Auto sales jumped a few years ago when the Federal government offered up your tax money for other people’s clunkers. About that time, home sales were jumping as the Federal government used your tax money to pay for a tax credit for first-time homebuyers. Of course you know what happened after those programs expired. Yep, auto and home sales plummeted. The only thing your tax money accomplished was a transferring of future purchases into the present. Which of course leaves us with a future period without those purchases—-hence, the plummeting. Any economist worth half his salt saw those ones coming.
Now there’s the Fed’s QE program and the perception that it’s what’s been fueling the run-up in stock prices. Uh oh!! But there are some differences worth noting: QE wasn’t billed as a program aimed at directly subsidizing stock market investors. QE is not the depositing of money onto the earnings statements of publicly traded companies (I’m in the camp that says the rally’s been more about earnings than it’s been about QE). QE has, however, suppressed interest rates, which makes for higher profit margins (lower borrowing costs) and for less competition for the stock market.

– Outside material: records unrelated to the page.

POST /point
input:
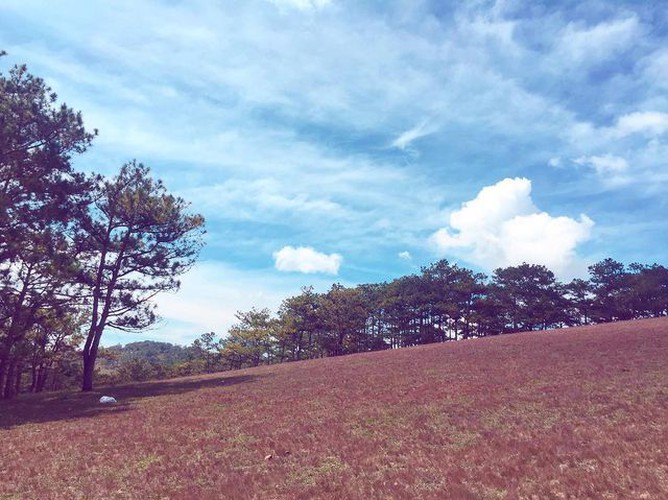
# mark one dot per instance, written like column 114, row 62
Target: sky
column 350, row 141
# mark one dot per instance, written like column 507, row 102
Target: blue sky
column 348, row 141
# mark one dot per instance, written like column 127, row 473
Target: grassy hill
column 581, row 412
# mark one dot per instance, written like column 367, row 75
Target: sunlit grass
column 576, row 413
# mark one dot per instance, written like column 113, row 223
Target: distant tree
column 529, row 296
column 299, row 326
column 610, row 285
column 647, row 290
column 579, row 297
column 139, row 240
column 343, row 318
column 207, row 350
column 453, row 293
column 250, row 342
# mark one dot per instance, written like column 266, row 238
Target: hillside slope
column 579, row 412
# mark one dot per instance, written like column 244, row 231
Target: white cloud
column 306, row 260
column 501, row 227
column 554, row 162
column 302, row 4
column 405, row 255
column 584, row 45
column 612, row 169
column 407, row 137
column 648, row 122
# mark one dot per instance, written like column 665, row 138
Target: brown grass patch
column 561, row 414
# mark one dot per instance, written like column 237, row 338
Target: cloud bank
column 306, row 260
column 503, row 227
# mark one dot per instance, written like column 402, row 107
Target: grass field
column 576, row 413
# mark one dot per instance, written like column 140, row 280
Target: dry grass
column 578, row 413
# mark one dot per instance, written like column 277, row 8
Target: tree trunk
column 8, row 391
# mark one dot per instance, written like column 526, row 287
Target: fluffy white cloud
column 306, row 260
column 501, row 227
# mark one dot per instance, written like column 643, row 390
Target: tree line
column 79, row 252
column 441, row 303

So for sure it’s helped the rally along.
So how does all this shake out when the days of QE finally come to an end? There are a lot of smart folks (well, at least good test-takers) who are committed to the notion that stocks are going to tank when the Fed removes the punchbowl. They cite the selling that occurs after the issuing of every credible threat that the taper’s on its way (a little of that went on today upon the release of the minutes from the Fed’s last meeting). And they may very well have it right. My problem with that thinking is that the inevitable taper-inspired selloff is so, well, inevitable. You see, big sell-offs are never that predictable (of course there’s a first time for everything).
Given that the stock market serves as a discounting mechanism, if cutting QE is a for sure market-killer, you’d for sure think that after a 25% year-to-date gain in the major averages the smart money would have for sure hit the exits by now (since the taper is for sure coming in the next few months). But, hmm, it hasn’t.
All that said, the one thing I know for sure is that a selloff is indeed inevitable (can’t know when), I’m just not nearly convinced that cutting QE will be the catalyst. And, by the way, periodic selloffs are not to be feared by clear-thinking long-term investors. They’re necessary, cleansing, exploitable, phenomena.